Stealing information by faking it via email is one of the most common and dangerous forms of attack for businesses.
1. Everyone is talking about phishing: what does it mean?
In a phishing attack, criminals attempt to obtain confidential company information using fraudulent emails, fake websites and other methods. Often, the fraudsters pretend to be a person or organization from a closer environment – for example, a common bank or a distant relative. They exploit the victim’s trust in this way so that he or she willingly discloses the information.
In addition to the classic e-mail, there is also phishing via SMS or telephone. A supposed service provider calls and asks you to give him access to your computer to solve an allegedly urgent problem.

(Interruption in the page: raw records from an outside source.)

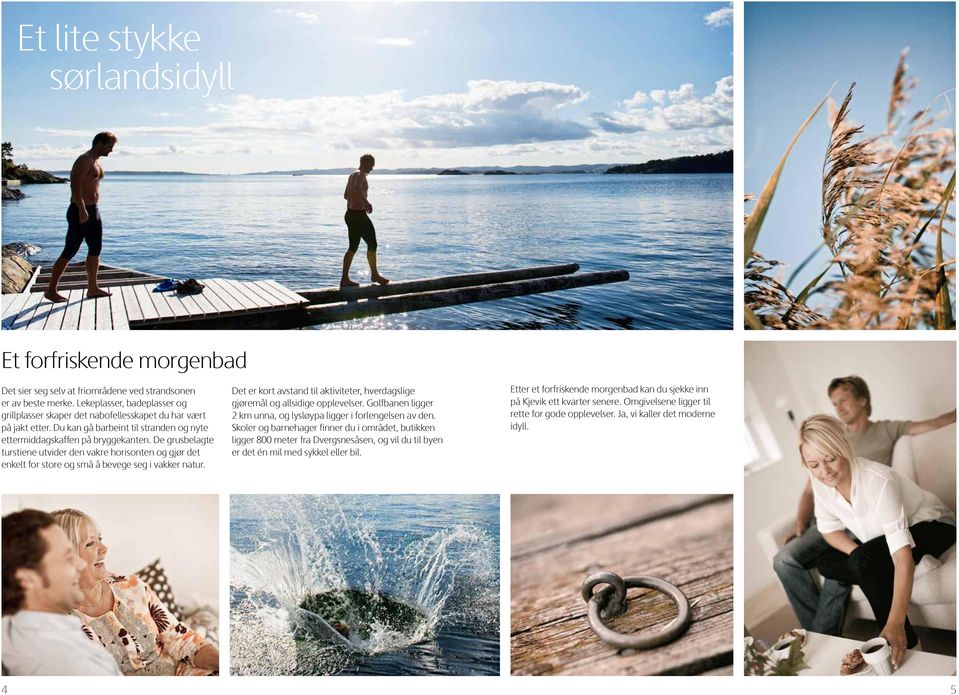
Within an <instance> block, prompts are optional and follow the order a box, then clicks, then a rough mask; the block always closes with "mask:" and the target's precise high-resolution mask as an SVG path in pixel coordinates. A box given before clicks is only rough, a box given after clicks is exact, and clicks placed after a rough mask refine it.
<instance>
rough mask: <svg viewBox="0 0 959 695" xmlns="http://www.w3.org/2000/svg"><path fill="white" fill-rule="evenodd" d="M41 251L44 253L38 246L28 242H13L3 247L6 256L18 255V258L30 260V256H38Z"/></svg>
mask: <svg viewBox="0 0 959 695" xmlns="http://www.w3.org/2000/svg"><path fill="white" fill-rule="evenodd" d="M41 251H43V249H42V248H41V247H39V246H37V245H36V244H30V243H28V242H26V241H11V242H10V243H9V244H4V245H3V255H4V256H9V255H11V254H16V255H17V256H23V257H24V258H30V256H36V255H37V254H38V253H40V252H41Z"/></svg>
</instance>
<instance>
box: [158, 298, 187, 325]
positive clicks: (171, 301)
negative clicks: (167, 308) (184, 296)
mask: <svg viewBox="0 0 959 695" xmlns="http://www.w3.org/2000/svg"><path fill="white" fill-rule="evenodd" d="M153 296H154V297H163V299H165V300H166V302H167V306H168V307H170V311H172V312H173V317H174V318H175V319H182V318H187V317H189V316H190V310H189V309H188V308H187V307H186V305H185V304H184V303H183V298H182V296H180V295H178V294H176V293H175V292H154V293H153Z"/></svg>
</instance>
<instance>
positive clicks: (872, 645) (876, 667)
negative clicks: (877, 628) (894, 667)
mask: <svg viewBox="0 0 959 695" xmlns="http://www.w3.org/2000/svg"><path fill="white" fill-rule="evenodd" d="M859 651H860V652H862V660H863V661H865V662H866V663H867V664H869V666H870V667H871V668H872V670H873V673H875V674H876V675H877V676H891V675H892V649H891V648H890V647H889V643H888V642H887V641H886V640H885V638H883V637H876V638H875V639H871V640H869V641H868V642H863V643H862V646H860V647H859Z"/></svg>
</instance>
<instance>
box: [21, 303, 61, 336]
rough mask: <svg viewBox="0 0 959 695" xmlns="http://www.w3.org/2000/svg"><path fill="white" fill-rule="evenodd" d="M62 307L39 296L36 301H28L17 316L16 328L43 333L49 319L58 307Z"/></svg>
mask: <svg viewBox="0 0 959 695" xmlns="http://www.w3.org/2000/svg"><path fill="white" fill-rule="evenodd" d="M62 306H64V305H63V304H62V303H61V304H54V303H53V302H51V301H49V300H47V299H43V298H42V296H40V295H38V298H37V300H36V301H28V302H27V303H26V304H24V306H23V309H21V311H20V313H19V314H17V319H16V322H15V323H14V327H15V328H20V329H26V330H32V331H42V330H43V326H44V324H45V323H46V321H47V318H49V316H50V315H51V314H52V313H53V312H54V311H55V310H56V309H57V308H58V307H62Z"/></svg>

2. How dangerous is such a phishing attack and what exactly does it target?
Such attacks can be quite dangerous. A survey conducted by the German Insurance Association revealed that 59% of successful cyberattacks on small and medium-sized businesses are carried out via email.
It’s hard to tell what the actual target behind an attack is until you apprehend the perpetrator. In most cases, the goal is to obtain data that the criminal can use to enrich himself. This can happen directly, but also indirectly.

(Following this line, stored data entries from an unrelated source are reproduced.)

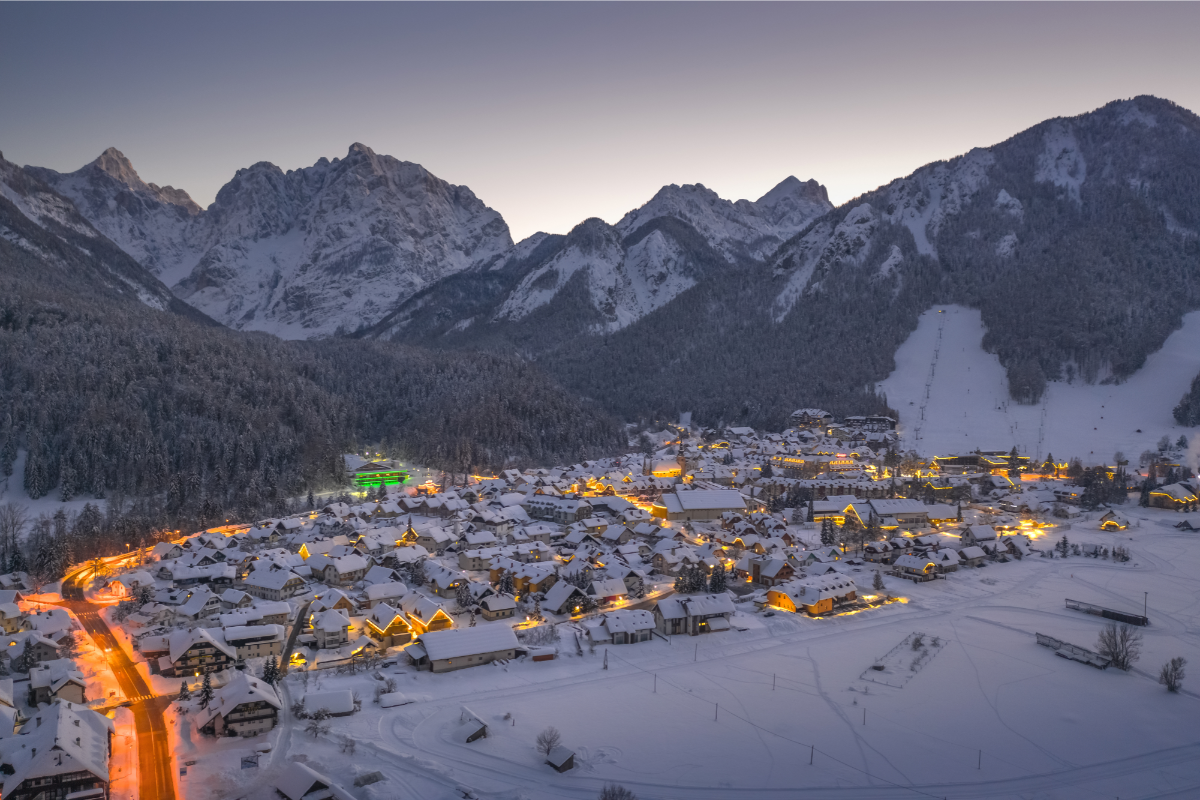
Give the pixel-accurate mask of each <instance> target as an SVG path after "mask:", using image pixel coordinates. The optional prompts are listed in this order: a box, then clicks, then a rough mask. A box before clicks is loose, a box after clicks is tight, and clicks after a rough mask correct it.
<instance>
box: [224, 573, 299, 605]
mask: <svg viewBox="0 0 1200 800" xmlns="http://www.w3.org/2000/svg"><path fill="white" fill-rule="evenodd" d="M305 587H306V584H305V579H304V578H301V577H300V576H299V575H296V573H295V572H292V571H290V570H283V569H280V567H277V566H275V565H271V566H268V567H259V569H257V570H254V571H253V572H251V573H250V575H247V576H246V577H245V578H244V579H242V582H241V587H240V588H241V589H242V591H245V593H246V594H250V595H253V596H254V597H259V599H262V600H287V599H288V597H295V596H296V595H300V594H304V591H305Z"/></svg>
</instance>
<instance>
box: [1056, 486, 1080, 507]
mask: <svg viewBox="0 0 1200 800" xmlns="http://www.w3.org/2000/svg"><path fill="white" fill-rule="evenodd" d="M1082 497H1084V491H1082V489H1081V488H1079V487H1074V486H1064V487H1061V488H1057V489H1055V491H1054V499H1055V501H1057V503H1063V504H1066V505H1072V506H1078V505H1079V504H1080V503H1081V500H1082Z"/></svg>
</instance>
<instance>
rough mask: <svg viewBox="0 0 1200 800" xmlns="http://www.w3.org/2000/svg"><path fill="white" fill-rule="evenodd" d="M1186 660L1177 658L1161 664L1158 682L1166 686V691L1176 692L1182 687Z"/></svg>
mask: <svg viewBox="0 0 1200 800" xmlns="http://www.w3.org/2000/svg"><path fill="white" fill-rule="evenodd" d="M1187 663H1188V660H1187V658H1184V657H1183V656H1180V657H1178V658H1171V660H1170V661H1168V662H1166V663H1165V664H1163V669H1162V672H1159V673H1158V682H1159V684H1163V685H1164V686H1166V691H1169V692H1177V691H1180V687H1181V686H1182V685H1183V667H1186V666H1187Z"/></svg>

For example, if the perpetrator steals complete credit card information or bank data, it is easy for him to use it to transfer money or make purchases online. But good money can also be made on trading sites on the dark web with access data for a company’s computer system. In rare cases, this information is deliberately stolen to destroy a competitor’s reputation or to spy on company secrets. This should not be underestimated either, since Germany has many thought leaders and hidden global market leaders, so-called hidden champions, among small and medium-sized companies. Their data is highly interesting for industrial espionage reasons.

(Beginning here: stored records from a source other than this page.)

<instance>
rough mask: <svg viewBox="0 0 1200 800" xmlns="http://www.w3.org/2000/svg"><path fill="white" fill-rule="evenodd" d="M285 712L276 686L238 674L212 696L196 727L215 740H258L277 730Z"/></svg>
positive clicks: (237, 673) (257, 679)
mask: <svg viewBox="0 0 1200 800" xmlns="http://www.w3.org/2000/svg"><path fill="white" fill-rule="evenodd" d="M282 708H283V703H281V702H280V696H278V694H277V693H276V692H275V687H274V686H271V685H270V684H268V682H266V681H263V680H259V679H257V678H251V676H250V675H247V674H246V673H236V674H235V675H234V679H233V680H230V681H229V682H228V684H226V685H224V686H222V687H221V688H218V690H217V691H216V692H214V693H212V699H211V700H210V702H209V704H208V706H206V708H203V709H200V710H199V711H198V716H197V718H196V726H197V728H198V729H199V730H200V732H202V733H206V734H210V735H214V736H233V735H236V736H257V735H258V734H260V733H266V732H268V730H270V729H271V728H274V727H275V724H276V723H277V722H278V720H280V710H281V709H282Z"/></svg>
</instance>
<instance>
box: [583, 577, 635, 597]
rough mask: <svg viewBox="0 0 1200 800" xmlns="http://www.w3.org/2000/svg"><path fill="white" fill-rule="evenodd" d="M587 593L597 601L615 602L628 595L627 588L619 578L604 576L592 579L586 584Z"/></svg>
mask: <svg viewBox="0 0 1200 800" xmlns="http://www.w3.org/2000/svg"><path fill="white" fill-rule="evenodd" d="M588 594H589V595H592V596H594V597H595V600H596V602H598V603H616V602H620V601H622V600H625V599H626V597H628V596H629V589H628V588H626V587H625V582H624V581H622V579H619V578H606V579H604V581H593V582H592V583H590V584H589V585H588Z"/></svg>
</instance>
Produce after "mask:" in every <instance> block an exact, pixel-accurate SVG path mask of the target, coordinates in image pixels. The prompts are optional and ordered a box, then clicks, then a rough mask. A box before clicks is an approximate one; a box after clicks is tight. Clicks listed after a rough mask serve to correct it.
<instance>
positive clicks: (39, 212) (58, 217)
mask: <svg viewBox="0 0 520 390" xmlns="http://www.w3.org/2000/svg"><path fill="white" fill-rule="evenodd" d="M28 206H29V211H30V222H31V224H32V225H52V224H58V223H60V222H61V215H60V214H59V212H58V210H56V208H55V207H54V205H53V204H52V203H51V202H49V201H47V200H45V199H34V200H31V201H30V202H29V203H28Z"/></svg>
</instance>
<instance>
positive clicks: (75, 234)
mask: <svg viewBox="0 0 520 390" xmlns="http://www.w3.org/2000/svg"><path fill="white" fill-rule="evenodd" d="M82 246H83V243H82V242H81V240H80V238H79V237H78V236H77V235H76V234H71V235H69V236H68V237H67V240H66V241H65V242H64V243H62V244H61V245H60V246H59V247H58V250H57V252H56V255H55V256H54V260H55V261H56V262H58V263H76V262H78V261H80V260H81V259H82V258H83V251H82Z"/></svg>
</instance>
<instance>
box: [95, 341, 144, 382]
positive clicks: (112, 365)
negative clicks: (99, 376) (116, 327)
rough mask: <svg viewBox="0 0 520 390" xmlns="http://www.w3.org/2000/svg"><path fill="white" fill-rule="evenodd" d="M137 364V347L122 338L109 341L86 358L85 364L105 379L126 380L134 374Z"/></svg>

3. How exactly do criminals get their victims to disclose the desired data?
In phishing, fraudsters cleverly use various psychological strategies to get their victims to divulge the desired information. Fear can be a driving factor, for example the fear of not being able to work any longer. But curiosity (“We have a surprise for you.”), social pressure (“All colleagues have participated in the campaign.”) or profit motive (“Log in and receive a voucher for 50 euros.”) can also be effective mechanisms to obtain the desired data. Depending on his or her personality, every employee is susceptible to different forms of cyberattacks. Therefore, do not allow yourself to be pressured and sufficiently verify the identity of e-mail senders and callers.
4. Is there a practical example of how to deal with a phishing attack?
A good example of a successful phishing scam is a supposed e-mail from a popular bank. The victim is asked to log into their customer account as soon as possible and confirm their identity, otherwise the company account will be blocked. If the victim is actually a customer of the bank and therefore believes the email to be genuine, he clicks on a link that leads to a fake website of the financial institution. There, they enter their access data and other information, which the criminals can then easily access. The e-mails and websites are often designed to be deceptively genuine: The design, name of the sender, salutation and signature correspond to those of the company – only a close examination of the sender and Internet address leads to the conclusion that a fraud has taken place.